MATERIALS AND METHODS:
In this randomized controlled pilot study, pregnant women received vitamin D3 400 international units (IU) (n = 6; control) or 3,800 IU (n = 7; intervention) daily from late second trimester through 4-6 weeks postpartum. Epigenome-wide DNA methylation was quantified in leukocytes collected from mothers at birth and mother-infant dyads at 4-6 weeks postpartum.
At birth, intervention group mothers showed DNA methylation gain and loss at 76 and 89 cytosine-guanine (CpG) dinucleotides, respectively, compared to controls. Postpartum, methylation gain was noted at 200 and loss at 102 CpGs. Associated gene clusters showed strongest biologic relevance for cell migration/motility and cellular membrane function at birth and cadherin signaling and immune function at postpartum. Breastfed 4-6-week-old infants of intervention mothers showed DNA methylation gain and loss in 217 and 213 CpGs, respectively, compared to controls. Genes showing differential methylation mapped most strongly to collagen metabolic processes and regulation of apoptosis.

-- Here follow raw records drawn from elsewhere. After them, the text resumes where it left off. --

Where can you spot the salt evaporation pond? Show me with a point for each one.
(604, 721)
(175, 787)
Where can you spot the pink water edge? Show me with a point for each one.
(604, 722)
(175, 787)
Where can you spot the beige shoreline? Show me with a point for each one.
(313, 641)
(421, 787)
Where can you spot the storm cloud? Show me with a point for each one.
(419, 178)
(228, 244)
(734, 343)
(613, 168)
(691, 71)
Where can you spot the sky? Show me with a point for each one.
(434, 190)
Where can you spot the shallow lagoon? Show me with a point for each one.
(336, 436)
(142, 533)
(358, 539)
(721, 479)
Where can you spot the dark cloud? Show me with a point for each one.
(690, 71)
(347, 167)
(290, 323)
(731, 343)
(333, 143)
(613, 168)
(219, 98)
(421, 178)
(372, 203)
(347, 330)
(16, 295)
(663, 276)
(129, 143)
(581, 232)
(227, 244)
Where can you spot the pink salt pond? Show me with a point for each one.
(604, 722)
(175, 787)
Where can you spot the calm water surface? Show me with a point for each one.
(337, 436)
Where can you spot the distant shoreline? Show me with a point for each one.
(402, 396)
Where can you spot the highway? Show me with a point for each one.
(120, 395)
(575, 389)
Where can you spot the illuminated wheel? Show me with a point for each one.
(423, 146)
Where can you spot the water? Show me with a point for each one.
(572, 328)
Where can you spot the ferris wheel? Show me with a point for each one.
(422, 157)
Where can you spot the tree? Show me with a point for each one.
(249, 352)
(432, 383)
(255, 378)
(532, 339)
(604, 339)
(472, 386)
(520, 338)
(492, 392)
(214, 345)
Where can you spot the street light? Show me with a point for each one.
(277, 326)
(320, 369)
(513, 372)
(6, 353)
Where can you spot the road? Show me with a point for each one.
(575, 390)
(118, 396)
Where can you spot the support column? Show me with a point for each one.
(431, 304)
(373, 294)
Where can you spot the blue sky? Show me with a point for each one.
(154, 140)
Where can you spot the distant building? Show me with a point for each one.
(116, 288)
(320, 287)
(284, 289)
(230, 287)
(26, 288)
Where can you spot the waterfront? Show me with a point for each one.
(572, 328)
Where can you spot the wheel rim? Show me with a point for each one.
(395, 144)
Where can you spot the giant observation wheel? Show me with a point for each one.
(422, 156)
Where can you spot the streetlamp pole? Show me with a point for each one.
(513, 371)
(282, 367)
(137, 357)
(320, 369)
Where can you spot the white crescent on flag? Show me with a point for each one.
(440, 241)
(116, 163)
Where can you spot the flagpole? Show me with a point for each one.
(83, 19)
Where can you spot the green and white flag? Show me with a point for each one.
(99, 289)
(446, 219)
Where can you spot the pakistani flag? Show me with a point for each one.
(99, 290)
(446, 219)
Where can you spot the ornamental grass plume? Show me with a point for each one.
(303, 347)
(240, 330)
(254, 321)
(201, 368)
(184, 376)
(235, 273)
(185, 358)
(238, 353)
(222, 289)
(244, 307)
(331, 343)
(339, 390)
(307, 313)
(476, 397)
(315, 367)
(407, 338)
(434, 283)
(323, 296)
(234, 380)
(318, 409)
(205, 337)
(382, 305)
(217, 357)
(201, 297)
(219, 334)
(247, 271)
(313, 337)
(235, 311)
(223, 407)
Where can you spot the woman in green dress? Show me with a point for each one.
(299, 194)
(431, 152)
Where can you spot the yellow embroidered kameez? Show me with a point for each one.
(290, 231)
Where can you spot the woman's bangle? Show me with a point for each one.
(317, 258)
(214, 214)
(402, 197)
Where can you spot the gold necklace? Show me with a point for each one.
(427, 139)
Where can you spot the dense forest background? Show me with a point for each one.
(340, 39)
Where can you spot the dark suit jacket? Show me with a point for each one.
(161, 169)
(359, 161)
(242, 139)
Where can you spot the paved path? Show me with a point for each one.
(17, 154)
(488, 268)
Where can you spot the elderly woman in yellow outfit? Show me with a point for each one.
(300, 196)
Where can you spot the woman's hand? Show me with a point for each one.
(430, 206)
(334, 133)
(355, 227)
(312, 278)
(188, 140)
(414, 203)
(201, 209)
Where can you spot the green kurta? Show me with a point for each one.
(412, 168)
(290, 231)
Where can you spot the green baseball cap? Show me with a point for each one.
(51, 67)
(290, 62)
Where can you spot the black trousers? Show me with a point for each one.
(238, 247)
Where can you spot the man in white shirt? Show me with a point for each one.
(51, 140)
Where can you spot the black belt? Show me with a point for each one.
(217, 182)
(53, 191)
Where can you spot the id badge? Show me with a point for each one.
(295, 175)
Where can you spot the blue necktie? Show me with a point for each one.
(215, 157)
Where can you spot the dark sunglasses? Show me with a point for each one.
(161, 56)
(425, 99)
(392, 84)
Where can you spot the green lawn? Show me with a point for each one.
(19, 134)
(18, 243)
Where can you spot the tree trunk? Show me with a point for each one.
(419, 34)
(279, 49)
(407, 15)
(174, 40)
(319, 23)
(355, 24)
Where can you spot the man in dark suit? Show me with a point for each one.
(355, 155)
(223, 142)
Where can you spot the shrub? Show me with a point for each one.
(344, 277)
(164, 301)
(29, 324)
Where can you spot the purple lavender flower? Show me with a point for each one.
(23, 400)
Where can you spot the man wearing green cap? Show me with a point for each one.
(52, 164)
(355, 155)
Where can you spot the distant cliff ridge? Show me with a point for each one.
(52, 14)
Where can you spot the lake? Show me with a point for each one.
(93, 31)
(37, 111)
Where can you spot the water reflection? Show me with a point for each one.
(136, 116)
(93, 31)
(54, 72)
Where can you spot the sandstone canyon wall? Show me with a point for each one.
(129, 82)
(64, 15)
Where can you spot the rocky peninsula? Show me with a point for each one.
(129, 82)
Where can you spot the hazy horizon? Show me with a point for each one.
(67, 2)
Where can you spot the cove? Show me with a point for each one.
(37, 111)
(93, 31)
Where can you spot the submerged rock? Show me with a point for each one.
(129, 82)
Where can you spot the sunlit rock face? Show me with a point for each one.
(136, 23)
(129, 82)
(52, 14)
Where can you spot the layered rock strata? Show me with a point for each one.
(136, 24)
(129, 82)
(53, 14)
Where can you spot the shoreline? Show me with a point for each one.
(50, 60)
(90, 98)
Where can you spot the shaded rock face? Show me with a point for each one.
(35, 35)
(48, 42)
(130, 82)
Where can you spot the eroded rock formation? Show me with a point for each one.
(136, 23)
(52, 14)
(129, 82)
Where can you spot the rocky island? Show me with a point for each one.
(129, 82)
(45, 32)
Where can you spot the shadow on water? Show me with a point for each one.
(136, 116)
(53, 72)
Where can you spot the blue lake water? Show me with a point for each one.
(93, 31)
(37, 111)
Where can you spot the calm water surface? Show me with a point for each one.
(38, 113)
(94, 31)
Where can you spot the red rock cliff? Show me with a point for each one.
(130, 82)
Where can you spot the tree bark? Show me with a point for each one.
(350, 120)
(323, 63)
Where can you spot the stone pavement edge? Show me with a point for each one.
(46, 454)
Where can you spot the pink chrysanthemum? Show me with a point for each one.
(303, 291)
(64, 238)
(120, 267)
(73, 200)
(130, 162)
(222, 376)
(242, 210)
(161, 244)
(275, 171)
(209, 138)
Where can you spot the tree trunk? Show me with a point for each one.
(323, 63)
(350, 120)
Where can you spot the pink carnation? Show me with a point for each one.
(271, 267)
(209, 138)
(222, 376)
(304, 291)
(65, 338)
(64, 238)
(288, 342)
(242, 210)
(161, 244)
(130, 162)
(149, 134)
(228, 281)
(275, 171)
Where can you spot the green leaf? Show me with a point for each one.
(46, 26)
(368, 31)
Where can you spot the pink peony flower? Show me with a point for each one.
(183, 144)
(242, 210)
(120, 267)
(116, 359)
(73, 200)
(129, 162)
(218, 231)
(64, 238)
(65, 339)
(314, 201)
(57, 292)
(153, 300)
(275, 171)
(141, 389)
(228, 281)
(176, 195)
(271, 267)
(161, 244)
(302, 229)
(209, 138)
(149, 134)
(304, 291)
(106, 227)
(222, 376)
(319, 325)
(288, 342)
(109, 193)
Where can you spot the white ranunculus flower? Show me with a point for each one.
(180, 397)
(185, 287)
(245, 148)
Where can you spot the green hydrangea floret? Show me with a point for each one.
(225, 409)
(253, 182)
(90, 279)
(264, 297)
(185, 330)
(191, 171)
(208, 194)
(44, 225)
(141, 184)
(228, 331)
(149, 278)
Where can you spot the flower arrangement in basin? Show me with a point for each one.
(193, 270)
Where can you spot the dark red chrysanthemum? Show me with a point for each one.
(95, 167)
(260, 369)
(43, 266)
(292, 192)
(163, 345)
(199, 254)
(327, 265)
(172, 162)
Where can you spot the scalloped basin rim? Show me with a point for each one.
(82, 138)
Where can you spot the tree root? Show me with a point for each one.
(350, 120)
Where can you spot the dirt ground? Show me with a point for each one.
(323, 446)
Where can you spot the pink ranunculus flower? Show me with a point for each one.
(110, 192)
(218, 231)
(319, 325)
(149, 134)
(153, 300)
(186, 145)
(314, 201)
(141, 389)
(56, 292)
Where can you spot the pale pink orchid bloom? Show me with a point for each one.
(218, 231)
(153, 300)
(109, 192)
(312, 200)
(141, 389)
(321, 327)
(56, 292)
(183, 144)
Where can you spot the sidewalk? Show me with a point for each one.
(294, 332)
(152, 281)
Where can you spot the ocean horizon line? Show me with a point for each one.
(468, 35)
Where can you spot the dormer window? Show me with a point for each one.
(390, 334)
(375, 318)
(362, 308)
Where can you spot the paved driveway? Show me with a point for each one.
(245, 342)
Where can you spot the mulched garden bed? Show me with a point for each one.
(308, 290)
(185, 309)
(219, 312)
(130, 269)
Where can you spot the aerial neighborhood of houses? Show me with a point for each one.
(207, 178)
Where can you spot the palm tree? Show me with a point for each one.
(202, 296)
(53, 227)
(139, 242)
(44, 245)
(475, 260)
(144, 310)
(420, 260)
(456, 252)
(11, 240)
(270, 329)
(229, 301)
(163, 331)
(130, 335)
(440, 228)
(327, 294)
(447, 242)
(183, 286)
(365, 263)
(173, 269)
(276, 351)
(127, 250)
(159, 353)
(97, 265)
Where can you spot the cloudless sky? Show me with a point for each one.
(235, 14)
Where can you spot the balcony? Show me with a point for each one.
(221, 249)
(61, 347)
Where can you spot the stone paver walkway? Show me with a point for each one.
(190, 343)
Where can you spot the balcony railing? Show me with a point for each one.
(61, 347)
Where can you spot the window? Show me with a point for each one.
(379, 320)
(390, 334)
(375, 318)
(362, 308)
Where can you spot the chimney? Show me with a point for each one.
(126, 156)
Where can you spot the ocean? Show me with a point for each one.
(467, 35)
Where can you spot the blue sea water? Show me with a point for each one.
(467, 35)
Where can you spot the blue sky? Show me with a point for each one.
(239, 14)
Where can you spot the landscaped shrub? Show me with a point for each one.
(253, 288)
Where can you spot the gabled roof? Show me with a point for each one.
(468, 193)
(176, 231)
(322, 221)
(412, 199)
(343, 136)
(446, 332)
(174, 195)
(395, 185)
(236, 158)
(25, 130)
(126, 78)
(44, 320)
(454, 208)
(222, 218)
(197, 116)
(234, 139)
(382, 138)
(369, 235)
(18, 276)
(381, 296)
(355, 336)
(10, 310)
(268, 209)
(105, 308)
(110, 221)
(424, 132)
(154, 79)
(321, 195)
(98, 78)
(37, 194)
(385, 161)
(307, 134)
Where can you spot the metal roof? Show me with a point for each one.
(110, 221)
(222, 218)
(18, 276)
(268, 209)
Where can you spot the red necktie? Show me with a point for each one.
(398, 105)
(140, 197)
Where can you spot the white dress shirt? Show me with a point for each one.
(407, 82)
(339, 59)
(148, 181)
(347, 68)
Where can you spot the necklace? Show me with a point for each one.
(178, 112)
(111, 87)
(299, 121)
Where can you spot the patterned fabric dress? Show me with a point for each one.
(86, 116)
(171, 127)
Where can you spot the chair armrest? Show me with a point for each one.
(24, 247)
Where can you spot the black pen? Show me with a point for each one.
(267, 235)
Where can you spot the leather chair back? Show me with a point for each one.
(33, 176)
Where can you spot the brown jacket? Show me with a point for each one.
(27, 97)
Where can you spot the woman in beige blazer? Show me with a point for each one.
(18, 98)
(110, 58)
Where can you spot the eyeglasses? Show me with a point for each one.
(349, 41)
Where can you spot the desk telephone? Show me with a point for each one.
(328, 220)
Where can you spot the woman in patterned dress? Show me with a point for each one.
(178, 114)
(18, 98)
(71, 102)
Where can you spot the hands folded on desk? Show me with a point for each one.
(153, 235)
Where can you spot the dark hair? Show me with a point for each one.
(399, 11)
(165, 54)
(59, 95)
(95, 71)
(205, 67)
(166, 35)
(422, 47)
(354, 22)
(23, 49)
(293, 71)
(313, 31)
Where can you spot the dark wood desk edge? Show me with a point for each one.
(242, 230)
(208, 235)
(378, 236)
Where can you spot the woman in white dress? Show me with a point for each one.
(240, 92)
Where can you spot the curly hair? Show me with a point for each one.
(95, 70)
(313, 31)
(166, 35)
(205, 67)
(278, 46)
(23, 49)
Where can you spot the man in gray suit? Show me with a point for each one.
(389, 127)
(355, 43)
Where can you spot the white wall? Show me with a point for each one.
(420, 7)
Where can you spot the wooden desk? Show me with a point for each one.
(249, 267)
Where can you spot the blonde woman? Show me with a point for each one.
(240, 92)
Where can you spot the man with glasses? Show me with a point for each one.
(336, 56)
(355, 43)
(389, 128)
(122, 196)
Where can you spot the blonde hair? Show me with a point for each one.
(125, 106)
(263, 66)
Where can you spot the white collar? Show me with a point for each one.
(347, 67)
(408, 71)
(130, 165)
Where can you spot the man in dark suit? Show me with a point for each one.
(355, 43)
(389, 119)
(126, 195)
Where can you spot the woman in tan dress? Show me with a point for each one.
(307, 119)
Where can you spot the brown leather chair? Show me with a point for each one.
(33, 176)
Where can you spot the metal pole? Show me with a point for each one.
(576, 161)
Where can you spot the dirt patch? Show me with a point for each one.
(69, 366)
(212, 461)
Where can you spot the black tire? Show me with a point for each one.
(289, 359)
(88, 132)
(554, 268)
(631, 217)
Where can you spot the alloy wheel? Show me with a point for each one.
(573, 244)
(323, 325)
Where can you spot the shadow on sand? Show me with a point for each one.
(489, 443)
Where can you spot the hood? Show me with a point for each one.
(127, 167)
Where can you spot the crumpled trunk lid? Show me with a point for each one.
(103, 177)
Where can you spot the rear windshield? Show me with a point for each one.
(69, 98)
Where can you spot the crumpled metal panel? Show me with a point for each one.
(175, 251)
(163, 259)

Maternal vitamin D supplementation during pregnancy and lactation alters DNA methylation in mothers and breastfed infants. Additional work is needed to fully elucidate the short- and long-term biologic effects of vitamin D supplementation at varying doses, which could hold important implications for establishing clinical recommendations for prenatal and offspring health promotion.